The numerous maternal deaths linked to postpartum hemorrhage are not inevitable

Every two minutes, a woman dies from complications of pregnancy or childbirth across the world, or around 800 deaths per day, a number that has stagnated since 2016. More than a quarter is due to “post-partum hemorrhage.” partum”: excessive bleeding (more than half a liter) which occurs during childbirth or in the twenty-four hours following it. These deaths are often preventable.

“We know the interventions that work to prevent these deaths, but we fail to implement them,” lamented Olufemi Oladapo, director of the reproductive health department of the World Health Organization (WHO), Wednesday October 11 in Paris, announcing an initiative by the latter on the subject: the definition of an agenda setting, over the period 2023-2030, priorities for action to reduce the burden of this maternal mortality.

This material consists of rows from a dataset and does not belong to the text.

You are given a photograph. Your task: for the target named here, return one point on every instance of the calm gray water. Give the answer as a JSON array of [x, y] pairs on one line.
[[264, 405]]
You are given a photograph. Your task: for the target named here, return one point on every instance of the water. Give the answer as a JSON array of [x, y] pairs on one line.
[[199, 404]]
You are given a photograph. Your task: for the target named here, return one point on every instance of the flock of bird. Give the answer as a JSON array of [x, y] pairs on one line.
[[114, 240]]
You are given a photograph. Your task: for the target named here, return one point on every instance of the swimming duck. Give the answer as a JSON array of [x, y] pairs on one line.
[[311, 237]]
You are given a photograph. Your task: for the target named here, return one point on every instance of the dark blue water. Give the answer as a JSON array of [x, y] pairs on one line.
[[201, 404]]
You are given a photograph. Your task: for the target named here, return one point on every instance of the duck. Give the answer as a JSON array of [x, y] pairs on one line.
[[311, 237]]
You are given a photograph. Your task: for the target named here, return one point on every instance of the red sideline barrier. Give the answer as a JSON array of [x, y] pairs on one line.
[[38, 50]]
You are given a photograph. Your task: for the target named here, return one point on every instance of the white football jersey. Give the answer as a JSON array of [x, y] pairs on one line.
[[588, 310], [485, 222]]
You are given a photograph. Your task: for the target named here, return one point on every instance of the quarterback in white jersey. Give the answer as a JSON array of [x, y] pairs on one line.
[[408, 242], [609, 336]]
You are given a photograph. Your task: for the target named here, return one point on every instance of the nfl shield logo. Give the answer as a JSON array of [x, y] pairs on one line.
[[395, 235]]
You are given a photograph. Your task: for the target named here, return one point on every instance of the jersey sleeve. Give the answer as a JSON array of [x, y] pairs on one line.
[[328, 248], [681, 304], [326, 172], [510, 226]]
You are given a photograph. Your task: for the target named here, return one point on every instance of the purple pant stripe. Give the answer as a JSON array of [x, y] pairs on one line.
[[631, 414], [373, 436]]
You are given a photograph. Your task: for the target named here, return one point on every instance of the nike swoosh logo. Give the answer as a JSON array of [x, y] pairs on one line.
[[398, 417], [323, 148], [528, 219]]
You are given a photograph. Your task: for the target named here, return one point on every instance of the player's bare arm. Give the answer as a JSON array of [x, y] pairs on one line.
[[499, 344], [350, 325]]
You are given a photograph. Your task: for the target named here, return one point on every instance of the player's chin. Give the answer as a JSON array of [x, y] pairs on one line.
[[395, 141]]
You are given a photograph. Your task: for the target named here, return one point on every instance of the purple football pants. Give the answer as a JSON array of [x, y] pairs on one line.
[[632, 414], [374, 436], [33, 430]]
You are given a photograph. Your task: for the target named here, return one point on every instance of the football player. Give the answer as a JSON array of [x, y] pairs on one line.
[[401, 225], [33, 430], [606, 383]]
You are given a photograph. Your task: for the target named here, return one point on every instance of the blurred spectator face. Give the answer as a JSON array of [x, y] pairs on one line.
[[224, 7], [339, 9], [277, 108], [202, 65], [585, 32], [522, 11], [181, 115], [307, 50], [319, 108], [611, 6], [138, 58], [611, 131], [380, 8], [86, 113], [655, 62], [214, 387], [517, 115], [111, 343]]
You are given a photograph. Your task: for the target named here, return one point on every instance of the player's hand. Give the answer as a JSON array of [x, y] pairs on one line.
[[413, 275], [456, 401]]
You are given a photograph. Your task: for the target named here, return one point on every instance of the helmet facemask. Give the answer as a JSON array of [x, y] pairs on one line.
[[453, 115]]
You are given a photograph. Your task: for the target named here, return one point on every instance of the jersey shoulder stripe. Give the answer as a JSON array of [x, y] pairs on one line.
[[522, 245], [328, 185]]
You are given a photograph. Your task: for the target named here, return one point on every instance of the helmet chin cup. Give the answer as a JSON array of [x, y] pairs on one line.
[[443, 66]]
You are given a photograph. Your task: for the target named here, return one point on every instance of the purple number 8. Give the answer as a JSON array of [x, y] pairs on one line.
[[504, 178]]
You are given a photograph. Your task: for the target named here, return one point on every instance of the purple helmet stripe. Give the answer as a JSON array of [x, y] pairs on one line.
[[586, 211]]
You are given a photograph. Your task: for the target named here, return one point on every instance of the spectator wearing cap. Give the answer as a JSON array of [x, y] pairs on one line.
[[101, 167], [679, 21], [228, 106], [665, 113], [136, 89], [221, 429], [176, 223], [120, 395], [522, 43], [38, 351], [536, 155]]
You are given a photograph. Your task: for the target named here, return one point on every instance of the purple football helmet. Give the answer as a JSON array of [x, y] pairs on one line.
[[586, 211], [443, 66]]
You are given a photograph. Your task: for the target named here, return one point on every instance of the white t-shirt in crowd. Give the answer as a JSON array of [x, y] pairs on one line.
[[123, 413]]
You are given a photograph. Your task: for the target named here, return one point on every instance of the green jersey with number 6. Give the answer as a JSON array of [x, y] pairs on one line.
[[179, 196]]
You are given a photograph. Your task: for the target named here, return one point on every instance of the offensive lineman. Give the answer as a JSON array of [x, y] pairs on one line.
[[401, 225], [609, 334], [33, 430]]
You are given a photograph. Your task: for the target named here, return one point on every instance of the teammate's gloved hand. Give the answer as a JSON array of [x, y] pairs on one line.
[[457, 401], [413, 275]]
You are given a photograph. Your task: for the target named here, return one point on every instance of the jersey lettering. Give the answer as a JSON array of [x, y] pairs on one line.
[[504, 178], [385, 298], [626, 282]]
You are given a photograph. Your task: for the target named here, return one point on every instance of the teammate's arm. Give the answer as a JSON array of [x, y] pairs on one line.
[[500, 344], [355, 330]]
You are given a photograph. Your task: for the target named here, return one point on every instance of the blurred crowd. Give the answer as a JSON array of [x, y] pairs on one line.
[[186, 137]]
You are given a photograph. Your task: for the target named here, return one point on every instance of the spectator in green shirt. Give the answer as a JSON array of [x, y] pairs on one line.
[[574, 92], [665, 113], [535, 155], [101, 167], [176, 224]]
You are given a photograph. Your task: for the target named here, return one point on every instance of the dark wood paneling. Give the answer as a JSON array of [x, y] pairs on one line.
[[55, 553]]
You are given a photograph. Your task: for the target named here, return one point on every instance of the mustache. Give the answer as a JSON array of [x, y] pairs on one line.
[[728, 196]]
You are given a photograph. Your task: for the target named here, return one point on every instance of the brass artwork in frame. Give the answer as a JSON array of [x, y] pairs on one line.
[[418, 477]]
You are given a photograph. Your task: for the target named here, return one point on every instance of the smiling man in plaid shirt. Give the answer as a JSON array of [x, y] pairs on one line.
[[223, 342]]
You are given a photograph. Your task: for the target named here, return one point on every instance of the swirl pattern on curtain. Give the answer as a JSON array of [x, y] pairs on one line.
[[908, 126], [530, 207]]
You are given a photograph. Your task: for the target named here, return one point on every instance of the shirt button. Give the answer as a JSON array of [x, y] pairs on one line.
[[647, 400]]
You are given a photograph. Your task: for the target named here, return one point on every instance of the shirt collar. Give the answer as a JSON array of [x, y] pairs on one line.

The intervention took place within the framework of the 24e congress of the International Federation of Gynecology and Obstetrics (FIGO), a high mass which brings together more than 8,000 experts from many countries, from October 9 to 12.

“Of the 140 million women who give birth each year in the world, 6 to 10% experience postpartum hemorrhage, or 8.4 to 14 million women”, recalled Suellen Miller, of the University of California at San Francisco. If we intervened at all stages – antenatal prevention of anemia, early detection of hemorrhage, rapid implementation of treatments – the number of maternal deaths could be reduced by 80%, according to this gynecologist-obstetrician. “I am happy that WHO has published its first roadmap on postpartum hemorrhage”, said Hadiza Galadanci of Bayero University in Kano, Nigeria. A document developed following a summit organized by the WHO in March, in Dubai, which brought together more than 130 experts.

“An absolute emergency”

Low- and middle-income countries pay the heaviest price: more than 99% of these maternal deaths are concentrated there, including 70% in sub-Saharan Africa and 28% in Asia (15% in South Asia). Three priorities were identified by the experts: improving the supply systems for medicines and treatment materials; address chronic shortages of qualified health personnel (midwives, nurses, doctors); strengthen training programs. A fourth issue is crucial: tackling everything that hinders women’s access to care – by strengthening their rights, reducing their costs, improving means of transport, etc.